Especially when your kids are toddlers, you must set rules and ensure that your kids follow them. Great parents make those rules absolutely clear, and their kids know that if they choose to stray, there will be consequences. Start when they are old enough to understand what you are saying, that’s about two years old. If you set the boundaries when they are young, it will be much easier on all of you when they get older and the consequences for their actions may be much harsher.
Don’t make idle threats and be sure to follow through on what you say to your children. “If you say you’re going to do something as a consequence, make sure you’re capable of doing it and then do it,” insists Marlene McDermott, Marriage and Family Therapist at Serenity Counseling in Palmyra, NJ..
When they are very young, start with something as simple as following through on a time-out if they misbehave. If you threaten your toddler that you will leave a store if she touches things, then when she touches something you must leave the store. As they get older, consequences may get more severe, but whatever you threaten you must follow through. For an older child, it may be that if your child comes home late, he will be grounded for two weeks. If that’s the expectation, make sure that his grounding really is a full two weeks.
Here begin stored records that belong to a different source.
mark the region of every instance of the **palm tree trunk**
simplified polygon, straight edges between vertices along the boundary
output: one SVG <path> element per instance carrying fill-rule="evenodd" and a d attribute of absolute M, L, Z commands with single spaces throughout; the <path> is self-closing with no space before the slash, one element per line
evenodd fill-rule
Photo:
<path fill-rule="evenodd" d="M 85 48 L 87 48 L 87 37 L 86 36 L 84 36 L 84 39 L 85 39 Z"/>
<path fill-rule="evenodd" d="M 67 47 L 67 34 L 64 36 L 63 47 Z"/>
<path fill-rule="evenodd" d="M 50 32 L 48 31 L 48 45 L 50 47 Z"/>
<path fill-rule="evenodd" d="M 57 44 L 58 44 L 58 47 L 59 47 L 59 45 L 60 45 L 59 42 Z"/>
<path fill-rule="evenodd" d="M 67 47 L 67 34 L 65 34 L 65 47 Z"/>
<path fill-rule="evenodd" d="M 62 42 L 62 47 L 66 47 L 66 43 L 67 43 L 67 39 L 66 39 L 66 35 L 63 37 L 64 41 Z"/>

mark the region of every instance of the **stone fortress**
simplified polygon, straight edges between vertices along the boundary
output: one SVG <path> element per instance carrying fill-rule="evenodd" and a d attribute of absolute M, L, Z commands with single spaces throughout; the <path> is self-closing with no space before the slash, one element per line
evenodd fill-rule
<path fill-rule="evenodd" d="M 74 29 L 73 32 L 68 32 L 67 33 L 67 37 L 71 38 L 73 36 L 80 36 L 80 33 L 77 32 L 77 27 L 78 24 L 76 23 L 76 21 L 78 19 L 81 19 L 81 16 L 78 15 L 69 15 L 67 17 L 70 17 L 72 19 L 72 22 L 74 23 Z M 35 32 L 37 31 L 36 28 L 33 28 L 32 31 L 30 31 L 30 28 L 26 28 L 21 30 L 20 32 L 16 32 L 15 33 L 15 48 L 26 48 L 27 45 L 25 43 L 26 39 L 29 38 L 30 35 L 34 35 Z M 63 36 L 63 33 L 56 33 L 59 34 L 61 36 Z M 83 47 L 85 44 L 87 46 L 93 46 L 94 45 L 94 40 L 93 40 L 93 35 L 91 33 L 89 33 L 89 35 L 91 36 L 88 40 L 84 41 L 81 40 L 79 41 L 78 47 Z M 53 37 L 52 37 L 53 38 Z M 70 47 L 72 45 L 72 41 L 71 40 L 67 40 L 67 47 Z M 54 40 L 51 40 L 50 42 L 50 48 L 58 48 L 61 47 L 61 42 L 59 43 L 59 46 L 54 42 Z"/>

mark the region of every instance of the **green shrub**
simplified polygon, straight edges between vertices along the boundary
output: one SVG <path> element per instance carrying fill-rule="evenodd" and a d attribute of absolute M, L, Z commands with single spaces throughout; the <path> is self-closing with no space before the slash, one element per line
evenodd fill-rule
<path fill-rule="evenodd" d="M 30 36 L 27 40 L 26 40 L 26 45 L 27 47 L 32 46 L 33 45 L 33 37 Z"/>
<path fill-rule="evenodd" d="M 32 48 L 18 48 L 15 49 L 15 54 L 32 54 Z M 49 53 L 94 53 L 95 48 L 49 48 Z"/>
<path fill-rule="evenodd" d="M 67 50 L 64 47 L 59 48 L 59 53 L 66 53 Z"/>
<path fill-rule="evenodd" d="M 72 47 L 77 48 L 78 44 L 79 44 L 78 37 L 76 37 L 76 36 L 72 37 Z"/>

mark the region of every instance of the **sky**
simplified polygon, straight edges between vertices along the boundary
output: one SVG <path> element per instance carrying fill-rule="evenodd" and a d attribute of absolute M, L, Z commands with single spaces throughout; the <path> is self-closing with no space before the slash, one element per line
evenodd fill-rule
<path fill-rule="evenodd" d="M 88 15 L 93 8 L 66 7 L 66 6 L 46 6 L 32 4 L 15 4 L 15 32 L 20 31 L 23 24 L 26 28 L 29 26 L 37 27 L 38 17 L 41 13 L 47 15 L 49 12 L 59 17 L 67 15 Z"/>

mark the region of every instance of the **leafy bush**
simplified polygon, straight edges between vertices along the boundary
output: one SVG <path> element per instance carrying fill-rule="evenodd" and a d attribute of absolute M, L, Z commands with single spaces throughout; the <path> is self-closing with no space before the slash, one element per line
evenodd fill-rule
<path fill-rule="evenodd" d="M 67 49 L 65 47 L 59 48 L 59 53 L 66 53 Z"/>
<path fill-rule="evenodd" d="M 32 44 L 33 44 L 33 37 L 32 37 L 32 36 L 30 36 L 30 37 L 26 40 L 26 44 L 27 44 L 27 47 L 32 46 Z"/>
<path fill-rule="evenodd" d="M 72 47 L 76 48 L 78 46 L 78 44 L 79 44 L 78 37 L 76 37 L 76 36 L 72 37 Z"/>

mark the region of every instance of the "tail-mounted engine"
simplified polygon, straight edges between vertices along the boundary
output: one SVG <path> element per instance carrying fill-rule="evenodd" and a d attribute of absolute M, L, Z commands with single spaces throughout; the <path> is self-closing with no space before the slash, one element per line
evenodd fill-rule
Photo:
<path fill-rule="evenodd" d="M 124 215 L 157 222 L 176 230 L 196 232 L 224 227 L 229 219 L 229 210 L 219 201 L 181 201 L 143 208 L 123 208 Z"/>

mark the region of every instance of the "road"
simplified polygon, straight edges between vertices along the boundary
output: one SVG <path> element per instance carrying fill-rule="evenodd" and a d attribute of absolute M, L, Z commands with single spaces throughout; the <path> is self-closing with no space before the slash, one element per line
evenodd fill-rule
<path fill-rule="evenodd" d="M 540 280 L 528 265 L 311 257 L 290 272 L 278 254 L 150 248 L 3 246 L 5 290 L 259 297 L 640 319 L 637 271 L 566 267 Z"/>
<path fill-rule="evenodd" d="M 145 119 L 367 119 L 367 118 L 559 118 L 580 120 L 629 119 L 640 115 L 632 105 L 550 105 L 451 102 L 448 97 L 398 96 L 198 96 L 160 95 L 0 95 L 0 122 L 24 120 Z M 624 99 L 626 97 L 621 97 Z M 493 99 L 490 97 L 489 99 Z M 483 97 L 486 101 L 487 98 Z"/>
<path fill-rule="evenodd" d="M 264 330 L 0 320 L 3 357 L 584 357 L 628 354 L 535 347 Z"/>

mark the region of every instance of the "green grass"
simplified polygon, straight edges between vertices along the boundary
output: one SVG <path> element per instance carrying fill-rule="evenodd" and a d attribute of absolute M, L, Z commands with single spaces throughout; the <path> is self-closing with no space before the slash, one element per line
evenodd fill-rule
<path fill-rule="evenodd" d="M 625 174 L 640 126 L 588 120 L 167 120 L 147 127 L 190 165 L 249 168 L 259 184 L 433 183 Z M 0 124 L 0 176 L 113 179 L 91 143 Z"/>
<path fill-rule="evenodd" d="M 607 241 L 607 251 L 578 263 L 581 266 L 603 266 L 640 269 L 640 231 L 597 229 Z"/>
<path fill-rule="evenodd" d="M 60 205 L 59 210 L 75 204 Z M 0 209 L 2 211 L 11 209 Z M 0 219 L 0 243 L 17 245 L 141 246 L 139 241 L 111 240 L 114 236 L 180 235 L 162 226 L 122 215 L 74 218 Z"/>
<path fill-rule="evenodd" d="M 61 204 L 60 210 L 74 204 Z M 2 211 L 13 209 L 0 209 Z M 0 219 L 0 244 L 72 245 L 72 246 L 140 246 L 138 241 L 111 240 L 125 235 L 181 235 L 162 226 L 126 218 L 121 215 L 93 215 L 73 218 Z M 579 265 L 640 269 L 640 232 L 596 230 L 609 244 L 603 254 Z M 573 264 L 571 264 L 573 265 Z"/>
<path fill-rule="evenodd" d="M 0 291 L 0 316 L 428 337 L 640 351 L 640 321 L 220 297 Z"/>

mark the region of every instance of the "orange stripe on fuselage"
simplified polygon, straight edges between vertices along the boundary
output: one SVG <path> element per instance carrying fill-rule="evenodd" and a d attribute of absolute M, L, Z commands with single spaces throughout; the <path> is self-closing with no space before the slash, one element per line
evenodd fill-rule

“If you can’t do that, then don’t say it,” McDermott points out. “Having that follow through is so important. Parenting takes a lot of time, it’s a job. Come up with a basket of tricks beforehand so you’re not just saying something off the cuff that you can’t follow through with.”
The worst thing a parent can do is make idle threats because your child will figure that out very quickly. Say what you mean, mean what you say, and follow through. When your child knows you are serious, he will think carefully before disobeying a family rule.